Pada 1963, erupsi Gunung Agung disebut menelan 1.000 korban jiwa.
Nah, satu berita yang dirilis oleh grup media asal Australia, Fairfax, adalah pandangan dari seorang tetua di Bali, terkait kondisi Gunung Agung saat ini.
Jurnalis dari grup media Fairfax, mewawancarai Jaya, seorang pedanda (pendeta) dari Banjar Muntig, Bali.
Dalam wawancara tersebut, Jaya mengatakan, Gunung Agung marah karena ulah para turis kulit putih.
Menurut Jaya, para turis pendaki gunung tak bersikap santun saat berada di Gunung Agung.
Para turis itu, berhubungan intim di atas gunung.
Ada juga yang mendaki dalam kondisi menstruasi.
"Para pendaki melakukan itu," ujar Jaya.
Meletus Kapan Saja
Sementara itu, para ahli vulkanologi mengatakan Gunung Agung di Bali memiliki kecenderungan lebih besar untuk meletus.
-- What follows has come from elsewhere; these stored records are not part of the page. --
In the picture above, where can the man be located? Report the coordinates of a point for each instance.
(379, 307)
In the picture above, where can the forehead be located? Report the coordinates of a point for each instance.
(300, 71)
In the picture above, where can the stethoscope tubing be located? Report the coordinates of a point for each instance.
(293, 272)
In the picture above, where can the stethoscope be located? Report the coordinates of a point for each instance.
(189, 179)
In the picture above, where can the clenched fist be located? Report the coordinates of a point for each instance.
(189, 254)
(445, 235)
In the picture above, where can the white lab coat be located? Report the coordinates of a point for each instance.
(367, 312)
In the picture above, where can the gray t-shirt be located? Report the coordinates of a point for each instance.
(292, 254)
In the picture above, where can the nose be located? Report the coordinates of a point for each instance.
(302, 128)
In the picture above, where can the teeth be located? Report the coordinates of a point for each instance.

Namun karena setiap gunung memiliki karakteristiknya tersendiri, para peneliti tidak bisa memprediksikan kapan hal tersebut akan terjadi.
Bisa saja meletus tiba-tiba atau tetap berlanjut selama berminggu-minggu pada tingkat aktivitas seismiknya yang mengancam.
Pergerakan lambat dari lempeng tektonik yang membentuk permukaan planet, membawa sejumlah batu besar jauh ke dalam bumi dan kemudian meleleh.
Saat magma cair ini naik, tekanan akan semakin meningkat di dalam ruang tertutup di bawah gunung sampai akhirnya meledak.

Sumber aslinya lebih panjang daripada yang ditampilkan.